Corporate sponsorship plays continued role in U of O fields and arenas
Mackenzie Gray | Fulcrum Staff
LIKE IN PRO sports, the naming rights of sporting facilities have become a lucrative business at the university level. For cash-strapped institutions, it’s an easy way to bring in more money, and for businesses it’s an effective way to work their way into the elusive 18–25 age demographic.
You don’t have to look much further back than 2011 to see the stadium name game taking place right here on the University of Ottawa campus. In recognition of Minto’s support of the university, the Sports Complex at 801 King Edward Ave. was renamed the Minto Sports Complex in 2011.
The Minto Group is one of Ottawa’s largest condominium and housing developers with many projects in both Canada and the United States. It was Minto’s $2.5-million commitment to contribute to the expansion and upgrades of the Desmarais building that led the U of O to recognize the company. This unorthodox way of renaming the Sports Complex was passed despite the university’s by-laws on naming. Under Section 9, Letter E, the university commits to “no corporate names, logos, symbols or word marks” being “featured on the exterior of any building that houses an academic unit.”

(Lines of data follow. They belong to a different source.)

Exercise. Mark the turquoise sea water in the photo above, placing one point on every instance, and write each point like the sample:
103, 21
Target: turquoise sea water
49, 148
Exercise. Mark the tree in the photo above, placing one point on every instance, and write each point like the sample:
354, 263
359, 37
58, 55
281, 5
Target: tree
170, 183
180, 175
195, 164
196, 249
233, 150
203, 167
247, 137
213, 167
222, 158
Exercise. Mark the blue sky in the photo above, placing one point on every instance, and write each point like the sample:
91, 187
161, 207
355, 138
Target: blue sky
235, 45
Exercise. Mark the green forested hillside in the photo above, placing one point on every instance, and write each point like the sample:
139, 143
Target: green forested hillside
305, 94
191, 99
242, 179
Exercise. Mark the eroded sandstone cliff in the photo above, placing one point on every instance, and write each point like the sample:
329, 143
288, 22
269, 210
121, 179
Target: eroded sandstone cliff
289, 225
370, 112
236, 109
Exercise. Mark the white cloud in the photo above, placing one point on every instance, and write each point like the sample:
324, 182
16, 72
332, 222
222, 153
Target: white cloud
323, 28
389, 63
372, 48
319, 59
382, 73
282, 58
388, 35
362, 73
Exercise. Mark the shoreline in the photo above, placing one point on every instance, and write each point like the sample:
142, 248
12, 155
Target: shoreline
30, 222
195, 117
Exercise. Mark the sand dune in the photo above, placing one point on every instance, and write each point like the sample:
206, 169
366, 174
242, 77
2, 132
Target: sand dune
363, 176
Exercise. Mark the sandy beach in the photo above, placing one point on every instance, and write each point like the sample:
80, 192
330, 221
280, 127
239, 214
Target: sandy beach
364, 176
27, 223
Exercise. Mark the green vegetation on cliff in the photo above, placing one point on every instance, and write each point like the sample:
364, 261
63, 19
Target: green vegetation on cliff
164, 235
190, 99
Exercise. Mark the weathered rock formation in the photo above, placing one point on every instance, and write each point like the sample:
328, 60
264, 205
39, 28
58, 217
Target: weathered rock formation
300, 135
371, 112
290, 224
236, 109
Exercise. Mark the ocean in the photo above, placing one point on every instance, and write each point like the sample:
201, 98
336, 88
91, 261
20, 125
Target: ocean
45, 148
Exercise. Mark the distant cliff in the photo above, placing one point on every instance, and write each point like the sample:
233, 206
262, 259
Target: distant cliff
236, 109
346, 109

This marked a departure from the traditional method of awarding naming rights. It is particularly helpful when a major project is underway and the university is looking for a shot of cash to keep a project moving along.
With the opening of the new Lees Avenue stadium in the fall, it’s already easy to foresee yet another name change of a campus facility. Since the stadium is strictly a sporting facility, the naming rights could be sold in accordance with the by-laws of the university. This could mean big bucks.
The new stadium will be the centrepiece for university football, soccer, and women’s rugby. With its proximity to campus, it is projected to be sold out for every game this year. As of last year, the university had also planned to use the field for community activities by having recreational soccer and other outdoor sports on the field. This would create an opportunity for broad exposure, which is, for most companies, quite appealing.
The university also recently announced a plan to continue using the Lees Avenue facility during the winter months by financing the purchase of a new dome to go over the field. The university is hoping that costs for the dome will be recuperated by operating an intramural sports league and by renting the field out to other teams and competitive leagues.
Putting a dome over the field was the original plan for the facility during the 2012 winter season but a deal could not be reached between the University, the City of Ottawa, and Coliseum, the owner of the dome and operator of many successful indoor soccer leagues formerly at Lansdowne Park. This major capital expense was not in the budget during the building of the facility, making the stadium a perfect opportunity for a business to make a splash within the community and the younger demographics this year.